Tekanan tidak hanya datang dari keluarga, namun juga dari masyarakat. Korban yang melapor biasanya akan berhadapan dengan banyak situasi yang berpengaruh terhadap psikologisnya. Mulai dengan stigma masyarakat dan disalahkan atas persoalan KDRT yang dialami korban. Terkadang minimnya dukungan keluarga juga menambah tekanan psikologis terhadap korban.
Problem lain yang tidak bisa dipungkiri bahwa faktor ketergantungan perempuan-dalam hal ini istri- terhadap ekonomi kepada suami masih tinggi. Dengan begitu menerima kembali suami sebagai kepala keluarga harus diterima korban untuk dapat bertahan hidup. Meskipun terdapat perempuan yang mandiri secara ekonomi, namun tidak membuat mereka lepas dari lingkar KDRT. Hal ini disebabkan adanya gambaran keluarga yang harmonis dan ideal adalah keluarga yang utuh meskipun berada dalam lingkar kekerasan.

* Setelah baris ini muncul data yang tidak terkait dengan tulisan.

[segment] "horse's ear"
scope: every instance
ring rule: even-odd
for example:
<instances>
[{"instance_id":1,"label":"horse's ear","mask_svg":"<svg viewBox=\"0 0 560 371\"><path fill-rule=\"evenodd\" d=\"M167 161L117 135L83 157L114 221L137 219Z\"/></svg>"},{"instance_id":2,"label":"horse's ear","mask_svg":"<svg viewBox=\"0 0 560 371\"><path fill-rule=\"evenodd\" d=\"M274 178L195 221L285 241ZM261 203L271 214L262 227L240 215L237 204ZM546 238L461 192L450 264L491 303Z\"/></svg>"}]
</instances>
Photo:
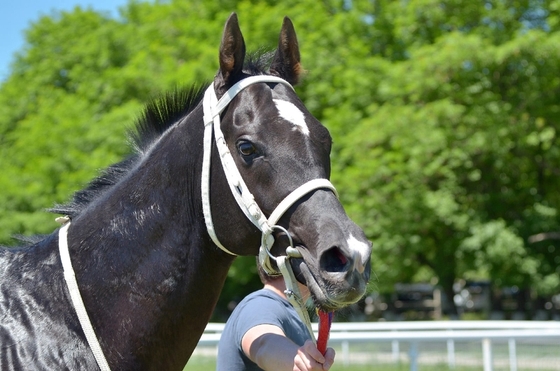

Apabila mengacu pada UU PKDRT, secara jelas bahwa untuk memutus mata rantai kekerasan siapa pun yang melihat, mendengar atau mengetahui terjadinya tindak kekerasaan diwajibkan untuk melakukan upaya-upaya. Dengan mencegah perilaku kekerasan, melindungi korban, memberikan pertolongan darurat dan membantu proses penetapan peradilan. Maka dari itu, penting bagi setiap orang untuk membantu memaksimalkan penerapan UU PKDRT dimulai dari lingkungan terdekat. Sebab, setiap orang berhak untuk hidup aman dan terbebas dari segala bentuk kekerasan.